More Women Presidents Leading Member HBCUs
In 1904, Dr. Mary McLeod Bethune founded Bethune Cookman College in Daytona Beach, FL, and in April 1944, she was one of the co-founders of UNCF. Dr. Bethune laid the cornerstone that today’s female HBCU leaders stand on, paving the way for women to lead HBCUs across the United States. Yet, Dr. Bethune’s shining example aside, HBCUs have often been led by men.
But that is changing. Even though the number of women HBCU presidents is still lower compared to men, there has been an increase recently. And as they take the helm of these institutions, many of them are praised for creating new partnerships or wrangling financially troubled institutions to push them to success.

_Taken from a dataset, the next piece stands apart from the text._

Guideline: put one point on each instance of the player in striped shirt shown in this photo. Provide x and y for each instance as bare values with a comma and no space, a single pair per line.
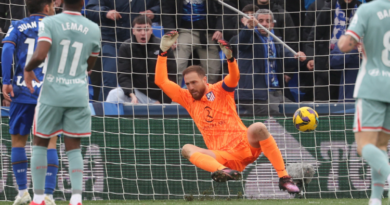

“In an industry such as higher education that has been male-dominated for many years, it’s critically important to acknowledge diversity and the accomplishments of women, more specifically women of color,” says Michael L. Lomax, Ph.D., UNCF President and CEO. “They work hard each and every day to improve educational outcomes for students.”
Additionally, many of these women leaders are breaking barriers, serving as their institutions’ first female president. In 2015, Dr. Colette Pierce Burnette became the first female president of Huston-Tillotson University. In 2017, Dr. Roslyn Clark Artis became the first female president of Benedict College, and Dr. Cynthia Warrick became the first female president of Stillman College.
Under Dr. Burnette’s leadership, Huston-Tillotson was awarded a $1 million grant from UNCF in partnership with the Lilly Endowment as part of the UNCF® Career Pathways Initiative. With the grant, Huston-Tillotson will be able to provide better resources for students, from internships and mentorships to development of better curriculum.
“I work very hard as an administrator to create an environment where students have a voice, and we don’t always get it right,” Pierce Burnette says. “This is a safe space in that students have a voice to tell you when you’re not getting it right.”
Dr. Artis has been praised by Benedict College’s Board of Trustees for the tremendous progress the institution has made under her leadership. She has launched bold initiatives to position Benedict as a competitive institution where transformative learning, innovation and a commitment to community all merge.
Dr. Artis has reduced tuition costs, increased enrollment and developed the first master’s of business administration program at the college, in which its 2,200 students can major in subjects ranging from cyber security to sports management.
Benedict is also among grantees of the Lily Endowment gift, the UNCF® Career Pathways Initiative. “We want to provide learning experiences that prepare students to enter the modern workforce and global marketplace,” Artis says.
Dr. Warrick raised roughly $2 million through alumni outreach in March 2017—impressively done during her transition from interim president to president, no less—to cover debt and summer operating expenses and boost recruiting efforts. She has also been instrumental in securing partnerships to ensure opportunities for Stillman students are increased. “Really open the campus to the community at large to participate and support our students and our academic programs and even the use of our facilities,” says Dr. Warrick.
Under Dr. Warrick’s leadership, Stillman has been able overcome accreditation issues and improve enrollment, a credit to her commitment to connect Stillman to the local community.
And, with 37 member HBCUs, here’s a list of the great women presidents at UNCF-member institutions for 2018 to 2019:
- Roslyn Clark Artis, Benedict College
- Phyllis Worthy Dawkins, Bennett College
- Colette Pierce Burnette, Huston-Tillotson University
- Andrea Lewis Miller, LeMoyne-Owen College
- Paulette R. Dillard, Shaw University
- Mary Schmidt Campbell, Spelman College
- Cynthia Warrick, Stillman College
- Beverly Wade Hogan, Tougaloo College
- Lily D. McNair, Tuskegee University
UNCF salutes all of the women presidents for breaking barriers at UNCF-member institutions and their commitment to advancing black higher education. Their stories, just like the HBCUs they lead, enable better futures for us all.